Mark Kac Seminar

October 5, 2007

introduction talks archive contact location

Location: Utrecht, KNG80, room 132

11:15-13:00 speaker: Tobias Müller (Eurandom) title: Random geometric graphs: Highlights

abstract: 

For n a natural number and r a positive number, the random geometric graph G(n,r) is constructed by picking n points at random from d-dimensional space (iid according to some probability distribution) and joining two points by an edge if their distance is less than r. Typically one studies the behaviour of G(n,r) as n grows, where r=r(n) is allowed to vary with n.

In this talk I will survey some of the most important results on this graph model, including those on connectedness, the emergence of a "giant" component, monotone properties and colouring.
 

14:15-16:00 speaker: Gerard Barkema (Utrecht) & Debabrata Panja (UvA) title: Anomalous diffusion of a translocating polymer


abstract:

Transport of molecules across cell membranes is an essential mechanism for life processes. These molecules are often long and flexible, and the pores in the membranes are too narrow to allow them to pass through as a single unit. In such circumstances, the passage of a molecule through the pore --- translocation --- proceeds through a random process in which polymer segments sequentially move through the pore.

For statistical physicists, interesting quantities of translocation are mainly scaling properties, for instance: how does the time it takes for a polymer to translocate scale with its length? How long does a translocating polymer block the pore during translocation, as a function of its length?

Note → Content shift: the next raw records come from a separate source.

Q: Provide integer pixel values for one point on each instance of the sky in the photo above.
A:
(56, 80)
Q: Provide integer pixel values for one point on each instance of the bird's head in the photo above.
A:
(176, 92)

We will show that the translocation process can be viewed as a random-walk process with anomalous diffusion, characterized by a squared displacement scaling with time as
$<r^2> ~ t^{(1+\nu)/(1+2\nu)}$, and that the dwell time $\tau_d$ scales with polymer length as $\tau_d ~ N^{2+\nu}$. Here, $\nu \approx 0.588$ is the Flory exponent of self-avoiding walks. We will also discuss further applications of the theoretical framework that yielded these results.